A total of 128 patients 77 patients who suffered brain death (subject group), and 51 patients who were discharged from the hospital (control group) with GCS ≤ 6 were recruited from 60 hospitals for this study.
Demographical data and RDW measurements in these patients at admission time and brain death / discharge time were extracted into two groups. 46 (35.9%) patients were females and 82 patients (64.1%) were males with a median age of 36 years old.
A significant difference in baseline characteristics of GCS (P< 0.001), RDW at admission time (P< 0.001), and RDW at discharge or brain death time (P< 0.001) were noted between the two groups.
In the overall population, RDW at admission time had a median value of 13.75% and was positively correlated with gender (P < 0.04, rs = 0.582) and age (P< 0.023, rs = -0.201).

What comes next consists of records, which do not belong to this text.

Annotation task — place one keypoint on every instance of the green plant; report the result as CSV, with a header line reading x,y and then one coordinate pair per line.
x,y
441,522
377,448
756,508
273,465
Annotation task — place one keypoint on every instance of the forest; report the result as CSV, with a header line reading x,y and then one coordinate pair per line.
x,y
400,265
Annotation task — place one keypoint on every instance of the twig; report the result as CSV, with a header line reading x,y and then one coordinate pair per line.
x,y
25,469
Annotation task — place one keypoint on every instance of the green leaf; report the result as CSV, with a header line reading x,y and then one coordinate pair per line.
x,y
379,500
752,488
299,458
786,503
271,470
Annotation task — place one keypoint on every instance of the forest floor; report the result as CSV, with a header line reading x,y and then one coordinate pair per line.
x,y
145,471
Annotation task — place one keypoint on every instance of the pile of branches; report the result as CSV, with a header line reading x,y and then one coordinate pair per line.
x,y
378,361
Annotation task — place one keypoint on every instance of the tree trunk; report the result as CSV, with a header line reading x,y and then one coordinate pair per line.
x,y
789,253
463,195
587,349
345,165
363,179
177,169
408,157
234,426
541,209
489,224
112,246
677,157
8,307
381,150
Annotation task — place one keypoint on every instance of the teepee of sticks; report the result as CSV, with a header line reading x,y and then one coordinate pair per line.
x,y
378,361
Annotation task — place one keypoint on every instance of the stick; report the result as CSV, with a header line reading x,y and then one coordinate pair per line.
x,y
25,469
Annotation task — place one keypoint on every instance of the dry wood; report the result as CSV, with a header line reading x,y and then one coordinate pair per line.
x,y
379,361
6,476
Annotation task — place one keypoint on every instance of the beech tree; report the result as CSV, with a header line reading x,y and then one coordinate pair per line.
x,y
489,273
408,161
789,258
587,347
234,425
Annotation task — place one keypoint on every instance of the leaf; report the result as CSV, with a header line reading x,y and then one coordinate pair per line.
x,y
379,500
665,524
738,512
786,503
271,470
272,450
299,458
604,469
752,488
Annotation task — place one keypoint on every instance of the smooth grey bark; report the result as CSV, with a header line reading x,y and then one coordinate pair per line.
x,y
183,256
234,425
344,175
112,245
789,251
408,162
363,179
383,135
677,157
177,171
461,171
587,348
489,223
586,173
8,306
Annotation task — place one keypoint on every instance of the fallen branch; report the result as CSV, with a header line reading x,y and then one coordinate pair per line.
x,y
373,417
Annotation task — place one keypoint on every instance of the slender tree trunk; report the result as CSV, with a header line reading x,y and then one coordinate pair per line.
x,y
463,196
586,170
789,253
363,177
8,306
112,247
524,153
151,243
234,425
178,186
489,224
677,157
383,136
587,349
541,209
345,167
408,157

Initially, there were no significant differences in RDW upon admission. However, upon discharge, although the RDW in the control group was not significant (P<0. 1), the RDW level at the time of brain death was notably 0.45 fold higher (P=0.001) compared to the time of admission. The standardized residuals at the two-time points showed an approximately normal distribution. The most effective RDW cut-off in Brain death was determined as 14.55. Based on the findings, using RDW as a prognostic factor has a sensitivity of 0.468 and a specificity of 0.137 in diagnosing brain death.
RDW biomarker is a simple and inexpensive laboratory test that may be seen as a valuable perspective for initial patient evaluation. RDW is a powerful marker for the prognosis of brain death in patients with a GCS ≤ 6 at admission time, in order to identify a subset of patients who may require more aggressive management in the trauma center.